Although the reports didn't mention if the drills took place in the Taiwan Straits, the moves showed that the PLA has sufficient capability to thwart any attempt of deploying sea mines to obstruct the PLA's operations, and Taiwan's tactics of laying mines in the Taiwan Straits to buy time for US reinforcements will not succeed, Chinese mainland experts said on Monday.
The anti-sea mine exercises come amid the PLA's drills in the Taiwan Straits aimed at Taiwan secessionists and the US, who have been ramping up tensions in the Taiwan Straits.
An anti-sea mine flotilla consisting of the Liuyang, the Kaiping, and the Changshu affiliated with the PLA Southern Theater Command recently conducted a mine-sweeping exercise using live sea mines, China Central Television (CCTV) reported on Sunday.
The ships covered the calm sea, under which smart sea mines were hidden, as they would explode once they detect any sound or magnetic field change caused by ships passing by, the report said.
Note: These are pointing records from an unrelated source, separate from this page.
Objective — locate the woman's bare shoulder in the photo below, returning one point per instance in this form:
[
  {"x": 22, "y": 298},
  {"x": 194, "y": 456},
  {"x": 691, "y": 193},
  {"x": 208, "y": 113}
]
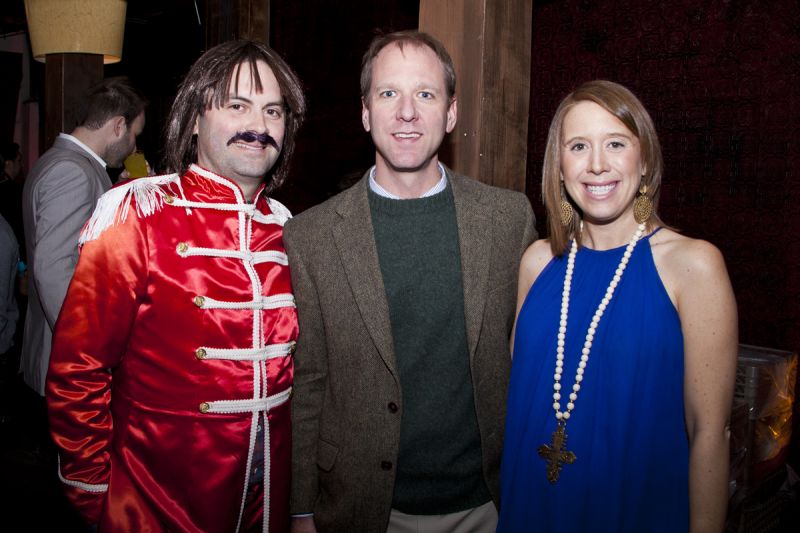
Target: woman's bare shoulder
[{"x": 533, "y": 262}]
Sonar systems and minesweeping robots were deployed to detect, identify and dismantle the mines, the report said.
"In this exercise, we comprehensively tested the anti-sea mine ships' ability to react quickly, deal with complicated situations, and carry out anti-sea mine tasks by setting realistic combat scenarios, battlefield environment and difficult training subjects," He Jing, captain of the Liuyang, told CCTV.
Another anti-sea mine flotilla involving the Rudong and the Jiangshan affiliated with the PLA Eastern Theater Command recently conducted comprehensive anti-sea mine training in the East China Sea, a separate CCTV report said last week.
In addition to clearing different types of sea mines, including drifting and moored mines, the ships also conducted live-fire anti-aircraft exercises, the report said.
Minesweepers can serve as trailblazers and provide safe passage for other ships, analysts said.
Reuters reported last week that the US is pushing an arms sales surge to Taiwan, including smart, underwater sea mines. Taiwan has also been constructing mine-laying vessels, the first of which is expected to be delivered by the end of the year, reports said in August.
Chinese mainland military experts reached by the Global Times said that by laying mines in the Taiwan Straits, the island is attempting to slow down a potential PLA amphibious landing on the island, as the island wrongly believes the PLA would need a long time to sweep the mines and not launch a full-scale amphibious assault before sea lanes are cleared. This way, it thinks it could buy enough time and wait for US reinforcements.
The recent PLA drills showed that Taiwan's mine tactics will fail since the PLA has the ability to sweep sea mines and open passages very fast, experts said, noting that PLA troops can also carry out airborne landing operations, which will allow them to avoid the sea mines.
The deployment of sea mines will only isolate the island from the rest of the world, but will not be able to stop a potential amphibious landing by the PLA, experts said.